"Paroles d'experts", Michel Ghetti, France Industrie et Emploi
1. Michel Ghetti, vous êtes le Président Directeur Général de France Industrie & Emploi, pouvez-vous nous décrire en quelques mots votre parcours et votre société ?
Mon parcours professionnel a été essentiellement orienté vers les métiers du marketing. Depuis vingt ans désormais je m’intéresse plus particulièrement au marketing des territoires.
L’histoire du marketing territorial en France est étroitement liée à celle de la décentralisation. Elle est née avec les lois de 1982-1983 et s’est installée très progressivement dans les pratiques des territoires. Elle a connu une évolution particulière en 2002 avec la loi de modernisation sociale du 17 janvier qui a créé une obligation à la charge des entreprises concernées par une fermeture partielle ou totale d'activités, de contribuer à l'effort de revitalisation des sites. Ceci a poussé les collectivités à mieux définir leurs stratégies de développement économique et de s’interroger sur leurs actions de marketing territorial.
Quand j’ai commencé à aborder cette problématique de marketing territorial je me suis progressivement intéressé à la relation entre des entreprises s’engageant dans des processus de revitalisation et les dynamiques économiques des territoires. Après plusieurs années passées dans différents cabinets de conseil, j’ai décidé de créer en 1996 la société France Industrialisation et Emploi (FIE) qui s’est intégrée par la suite dans une entreprise aux compétences plus étendues. En 2010, notre société a connu d’ailleurs une nouvelle évolution puisque la marque F/I/E s’applique désormais à nos quatre métiers : revitalisation, communication, stratégie sociale et gestion des risques.
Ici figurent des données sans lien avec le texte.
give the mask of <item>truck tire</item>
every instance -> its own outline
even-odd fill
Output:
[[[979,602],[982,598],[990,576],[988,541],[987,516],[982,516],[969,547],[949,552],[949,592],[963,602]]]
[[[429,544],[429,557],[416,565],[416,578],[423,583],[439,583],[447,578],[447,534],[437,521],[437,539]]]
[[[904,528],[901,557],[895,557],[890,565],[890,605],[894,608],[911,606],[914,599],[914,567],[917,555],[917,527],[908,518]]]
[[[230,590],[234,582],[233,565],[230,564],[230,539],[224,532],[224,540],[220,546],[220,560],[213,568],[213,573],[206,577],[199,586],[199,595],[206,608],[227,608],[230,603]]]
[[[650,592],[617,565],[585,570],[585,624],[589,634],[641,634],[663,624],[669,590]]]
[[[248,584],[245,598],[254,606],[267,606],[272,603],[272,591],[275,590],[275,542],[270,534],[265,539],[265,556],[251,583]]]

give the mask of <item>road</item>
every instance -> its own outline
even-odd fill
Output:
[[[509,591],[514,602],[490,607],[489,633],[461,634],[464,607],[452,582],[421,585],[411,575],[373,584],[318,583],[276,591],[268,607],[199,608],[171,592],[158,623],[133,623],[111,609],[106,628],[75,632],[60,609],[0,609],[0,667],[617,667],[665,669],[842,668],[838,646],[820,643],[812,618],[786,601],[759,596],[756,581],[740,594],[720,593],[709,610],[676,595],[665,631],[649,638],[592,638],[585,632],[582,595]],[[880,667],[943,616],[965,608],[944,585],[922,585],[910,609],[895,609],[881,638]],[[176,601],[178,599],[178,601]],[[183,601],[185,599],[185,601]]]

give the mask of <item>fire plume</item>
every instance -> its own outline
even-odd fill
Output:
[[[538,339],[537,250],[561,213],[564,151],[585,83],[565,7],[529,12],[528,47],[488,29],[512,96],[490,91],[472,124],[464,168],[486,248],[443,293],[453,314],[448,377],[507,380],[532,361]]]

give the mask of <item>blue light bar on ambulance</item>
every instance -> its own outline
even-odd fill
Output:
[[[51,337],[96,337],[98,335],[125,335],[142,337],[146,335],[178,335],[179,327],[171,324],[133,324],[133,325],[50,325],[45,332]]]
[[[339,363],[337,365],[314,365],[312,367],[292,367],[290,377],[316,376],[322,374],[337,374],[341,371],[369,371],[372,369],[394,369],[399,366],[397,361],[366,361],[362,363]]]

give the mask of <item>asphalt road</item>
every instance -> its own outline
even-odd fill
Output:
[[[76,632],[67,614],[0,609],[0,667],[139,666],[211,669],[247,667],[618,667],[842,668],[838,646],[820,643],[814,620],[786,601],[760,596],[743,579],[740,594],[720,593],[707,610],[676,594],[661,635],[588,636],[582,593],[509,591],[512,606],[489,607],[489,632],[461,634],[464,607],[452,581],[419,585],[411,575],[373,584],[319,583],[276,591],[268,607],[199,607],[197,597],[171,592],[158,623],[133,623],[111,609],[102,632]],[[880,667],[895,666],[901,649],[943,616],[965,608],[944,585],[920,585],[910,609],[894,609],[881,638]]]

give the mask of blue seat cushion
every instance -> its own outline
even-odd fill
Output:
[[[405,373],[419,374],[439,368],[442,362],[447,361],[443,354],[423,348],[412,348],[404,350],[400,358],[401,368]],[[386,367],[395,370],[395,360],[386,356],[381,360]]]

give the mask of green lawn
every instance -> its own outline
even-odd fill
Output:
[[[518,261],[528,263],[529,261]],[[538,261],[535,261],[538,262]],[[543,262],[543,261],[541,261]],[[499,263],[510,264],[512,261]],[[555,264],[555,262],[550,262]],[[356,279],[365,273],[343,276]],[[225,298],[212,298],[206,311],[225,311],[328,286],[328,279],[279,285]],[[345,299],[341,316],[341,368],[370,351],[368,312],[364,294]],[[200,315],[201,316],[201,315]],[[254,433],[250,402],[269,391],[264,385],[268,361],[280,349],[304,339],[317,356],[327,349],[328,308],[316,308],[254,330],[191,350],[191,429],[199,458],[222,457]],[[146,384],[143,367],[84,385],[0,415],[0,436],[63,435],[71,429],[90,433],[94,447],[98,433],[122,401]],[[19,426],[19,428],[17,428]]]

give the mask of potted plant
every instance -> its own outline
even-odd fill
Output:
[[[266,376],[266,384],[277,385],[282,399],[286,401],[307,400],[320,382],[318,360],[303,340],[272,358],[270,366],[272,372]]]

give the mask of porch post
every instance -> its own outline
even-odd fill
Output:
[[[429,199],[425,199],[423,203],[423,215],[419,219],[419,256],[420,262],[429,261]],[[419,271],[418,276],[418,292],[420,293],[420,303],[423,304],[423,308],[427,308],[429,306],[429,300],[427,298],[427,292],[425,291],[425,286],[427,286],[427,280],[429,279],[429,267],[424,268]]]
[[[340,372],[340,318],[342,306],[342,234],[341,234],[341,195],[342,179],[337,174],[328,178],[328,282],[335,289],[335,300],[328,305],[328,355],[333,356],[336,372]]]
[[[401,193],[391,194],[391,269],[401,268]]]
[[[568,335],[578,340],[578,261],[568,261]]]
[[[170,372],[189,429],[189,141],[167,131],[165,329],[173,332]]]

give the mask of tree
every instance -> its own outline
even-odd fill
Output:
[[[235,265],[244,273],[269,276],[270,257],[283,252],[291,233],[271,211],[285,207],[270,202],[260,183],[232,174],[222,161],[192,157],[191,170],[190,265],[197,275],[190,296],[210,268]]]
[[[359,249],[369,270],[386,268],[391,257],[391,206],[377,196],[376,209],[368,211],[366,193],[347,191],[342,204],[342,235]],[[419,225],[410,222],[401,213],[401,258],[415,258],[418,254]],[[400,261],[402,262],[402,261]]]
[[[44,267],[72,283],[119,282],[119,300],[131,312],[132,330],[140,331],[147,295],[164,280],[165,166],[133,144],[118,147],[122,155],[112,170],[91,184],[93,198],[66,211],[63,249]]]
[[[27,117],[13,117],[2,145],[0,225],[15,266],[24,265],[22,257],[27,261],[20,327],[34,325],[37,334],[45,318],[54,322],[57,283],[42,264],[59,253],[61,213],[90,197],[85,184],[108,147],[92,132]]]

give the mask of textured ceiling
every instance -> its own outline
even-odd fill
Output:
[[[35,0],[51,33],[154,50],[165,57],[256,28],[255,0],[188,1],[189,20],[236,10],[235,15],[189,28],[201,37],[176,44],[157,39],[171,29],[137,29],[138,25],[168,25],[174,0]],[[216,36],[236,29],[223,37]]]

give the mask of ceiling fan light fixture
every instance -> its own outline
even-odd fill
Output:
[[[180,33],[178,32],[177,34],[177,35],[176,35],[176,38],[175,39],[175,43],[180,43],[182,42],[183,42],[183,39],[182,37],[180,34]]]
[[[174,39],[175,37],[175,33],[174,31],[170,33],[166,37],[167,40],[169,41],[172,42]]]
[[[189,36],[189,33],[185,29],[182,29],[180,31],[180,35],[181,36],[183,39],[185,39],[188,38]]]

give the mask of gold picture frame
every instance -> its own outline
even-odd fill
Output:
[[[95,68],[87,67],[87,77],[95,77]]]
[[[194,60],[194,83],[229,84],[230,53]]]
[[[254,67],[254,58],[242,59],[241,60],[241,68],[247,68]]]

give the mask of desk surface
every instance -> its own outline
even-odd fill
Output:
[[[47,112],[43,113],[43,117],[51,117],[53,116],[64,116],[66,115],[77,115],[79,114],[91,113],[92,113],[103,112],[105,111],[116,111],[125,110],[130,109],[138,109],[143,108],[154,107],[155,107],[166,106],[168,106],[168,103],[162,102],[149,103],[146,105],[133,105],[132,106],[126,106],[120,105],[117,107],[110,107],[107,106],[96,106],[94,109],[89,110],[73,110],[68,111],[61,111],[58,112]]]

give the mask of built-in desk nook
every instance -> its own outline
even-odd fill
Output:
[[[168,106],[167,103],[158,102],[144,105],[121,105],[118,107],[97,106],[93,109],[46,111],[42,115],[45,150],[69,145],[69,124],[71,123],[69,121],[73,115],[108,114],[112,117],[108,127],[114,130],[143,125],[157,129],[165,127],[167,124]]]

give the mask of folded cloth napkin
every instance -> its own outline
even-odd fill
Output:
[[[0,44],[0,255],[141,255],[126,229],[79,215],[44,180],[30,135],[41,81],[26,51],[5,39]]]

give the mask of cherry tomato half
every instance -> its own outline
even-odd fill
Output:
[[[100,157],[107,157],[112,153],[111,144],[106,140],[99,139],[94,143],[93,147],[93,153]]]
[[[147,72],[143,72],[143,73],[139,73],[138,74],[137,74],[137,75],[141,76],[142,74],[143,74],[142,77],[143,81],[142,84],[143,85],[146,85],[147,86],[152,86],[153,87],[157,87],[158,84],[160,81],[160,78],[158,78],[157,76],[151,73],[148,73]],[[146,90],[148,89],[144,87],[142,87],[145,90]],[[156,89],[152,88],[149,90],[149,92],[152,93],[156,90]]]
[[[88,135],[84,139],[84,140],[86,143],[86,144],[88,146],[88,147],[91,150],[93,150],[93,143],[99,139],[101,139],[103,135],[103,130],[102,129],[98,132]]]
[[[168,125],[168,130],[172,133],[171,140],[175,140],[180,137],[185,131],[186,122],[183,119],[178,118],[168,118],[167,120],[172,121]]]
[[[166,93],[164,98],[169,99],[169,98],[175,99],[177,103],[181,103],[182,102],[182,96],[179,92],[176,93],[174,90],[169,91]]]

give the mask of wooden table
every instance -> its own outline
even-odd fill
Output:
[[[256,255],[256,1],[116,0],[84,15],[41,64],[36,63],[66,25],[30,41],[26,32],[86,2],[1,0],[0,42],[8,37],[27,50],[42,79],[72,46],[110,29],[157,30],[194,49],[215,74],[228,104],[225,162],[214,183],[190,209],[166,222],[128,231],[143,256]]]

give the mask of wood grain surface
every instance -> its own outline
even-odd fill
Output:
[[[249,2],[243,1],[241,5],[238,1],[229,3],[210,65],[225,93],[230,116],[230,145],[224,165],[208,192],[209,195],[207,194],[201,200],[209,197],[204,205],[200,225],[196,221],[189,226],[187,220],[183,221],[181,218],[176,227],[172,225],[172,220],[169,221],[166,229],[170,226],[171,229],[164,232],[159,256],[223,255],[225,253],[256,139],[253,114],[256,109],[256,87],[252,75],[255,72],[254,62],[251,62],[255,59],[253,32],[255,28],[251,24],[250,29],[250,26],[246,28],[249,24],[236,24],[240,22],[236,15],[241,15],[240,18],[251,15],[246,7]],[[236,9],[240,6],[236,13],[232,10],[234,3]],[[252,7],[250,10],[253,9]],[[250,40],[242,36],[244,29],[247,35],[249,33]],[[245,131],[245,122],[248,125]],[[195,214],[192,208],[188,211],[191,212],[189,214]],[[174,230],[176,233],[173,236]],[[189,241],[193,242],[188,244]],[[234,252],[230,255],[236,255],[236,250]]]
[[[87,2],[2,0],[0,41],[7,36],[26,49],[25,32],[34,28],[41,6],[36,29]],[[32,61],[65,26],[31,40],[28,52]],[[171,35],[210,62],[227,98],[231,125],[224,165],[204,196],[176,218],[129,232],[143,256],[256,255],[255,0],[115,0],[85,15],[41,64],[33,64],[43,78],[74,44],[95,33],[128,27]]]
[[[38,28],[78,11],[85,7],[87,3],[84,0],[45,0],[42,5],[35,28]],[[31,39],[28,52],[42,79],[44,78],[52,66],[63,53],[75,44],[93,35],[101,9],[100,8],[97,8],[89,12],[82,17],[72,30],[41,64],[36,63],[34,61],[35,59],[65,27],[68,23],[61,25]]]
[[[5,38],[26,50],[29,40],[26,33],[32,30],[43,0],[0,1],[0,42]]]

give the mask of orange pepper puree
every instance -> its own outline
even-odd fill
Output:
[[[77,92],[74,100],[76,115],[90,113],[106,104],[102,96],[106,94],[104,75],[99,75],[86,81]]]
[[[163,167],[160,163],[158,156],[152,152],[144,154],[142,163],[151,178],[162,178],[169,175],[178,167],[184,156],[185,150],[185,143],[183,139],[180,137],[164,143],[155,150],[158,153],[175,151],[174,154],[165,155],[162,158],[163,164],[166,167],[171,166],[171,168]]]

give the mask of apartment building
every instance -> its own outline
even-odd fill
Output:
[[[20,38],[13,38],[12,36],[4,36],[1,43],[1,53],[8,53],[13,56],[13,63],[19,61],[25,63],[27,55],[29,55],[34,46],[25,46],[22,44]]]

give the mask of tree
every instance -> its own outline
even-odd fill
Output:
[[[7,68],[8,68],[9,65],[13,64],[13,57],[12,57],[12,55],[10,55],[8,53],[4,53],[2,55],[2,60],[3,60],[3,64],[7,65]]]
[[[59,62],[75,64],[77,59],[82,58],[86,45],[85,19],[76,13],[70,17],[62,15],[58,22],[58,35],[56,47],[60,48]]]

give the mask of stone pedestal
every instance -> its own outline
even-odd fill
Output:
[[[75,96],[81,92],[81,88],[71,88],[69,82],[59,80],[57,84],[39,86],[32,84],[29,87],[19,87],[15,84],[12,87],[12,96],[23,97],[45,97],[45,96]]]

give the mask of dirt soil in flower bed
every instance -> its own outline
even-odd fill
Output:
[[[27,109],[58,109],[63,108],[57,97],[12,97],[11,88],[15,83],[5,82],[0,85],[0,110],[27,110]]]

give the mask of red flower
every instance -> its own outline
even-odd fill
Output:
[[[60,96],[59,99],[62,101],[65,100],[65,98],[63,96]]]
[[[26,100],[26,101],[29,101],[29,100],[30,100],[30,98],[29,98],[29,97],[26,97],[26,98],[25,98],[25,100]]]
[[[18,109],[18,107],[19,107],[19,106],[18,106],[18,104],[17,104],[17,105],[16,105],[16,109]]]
Notre métier de « revitalisation » s’adresse à deux catégories de clientèles :
- Les entreprises. C’est l’essentiel de notre Chiffres d’Affaires. Nous leur apportons un appui pour la conception et la mise en œuvre de leurs opérations de revitalisation.
- Les territoires. Nous contribuons à leurs stratégies de développement économique et de marketing territorial.
2. Dans une tribune publiée dans le journal Les Echos fin 2009, vous avez indiqué que le « marketing territorial n’est pas assez professionnel » en France. Pouvez-vous nous détailler votre point de vue ?
Dès l’origine, l’une des questions clés du marketing territorial français a été celle de l’articulation de l’offre globale France avec celles des offres locales portées par les collectivités territoriales. Or, malgré les initiatives déjà menées, l’offre globale proposée par l’Etat, qui me parait performante, me semble encore incorrectement déclinée au niveau des collectivités territoriales. Il reste encore des efforts pour parvenir à l’exigence de cohérence et, éviter les redondances ainsi que les contre-messages.
En matière de revitalisation, je constate également que peu de place est accordée à l’initiative des entreprises engagées dans des processus de restructuration.
Si on leur rappelle justement leurs obligations, en revanche rarement l’occasion est saisie de les associer aux stratégies de développement économique et de marketing territorial engagées par le pouvoir institutionnel. C’est dommage car l’on se prive localement de l’appui non négligeable de sociétés souvent internationales et pouvant jouer un rôle citoyen bien plus important.
Enfin, il est vrai que le marketing territorial a parfois été desservi par des actions menées sans préparation et qui ont laissé des traces dans les mémoires.
3. Ce manque de professionnalisme tient-il aussi pour partie à un manque d’enseignement de cette matière dans l’enseignement supérieur français ?
Tout à fait, même s’il ne faut pas surestimer ce facteur. Le marketing territorial mobilise de nombreuses compétences qui sont enseignées. En revanche, je partage votre avis sur le faible nombre de formations supérieures en France dispensant un tel enseignement en tant que tel. C’est regrettable.
4. Selon vous, quelles sont les conséquences de ce manque de professionnalisme en marketing territorial ? Comment le mesurez-vous à l’échelle de votre société ?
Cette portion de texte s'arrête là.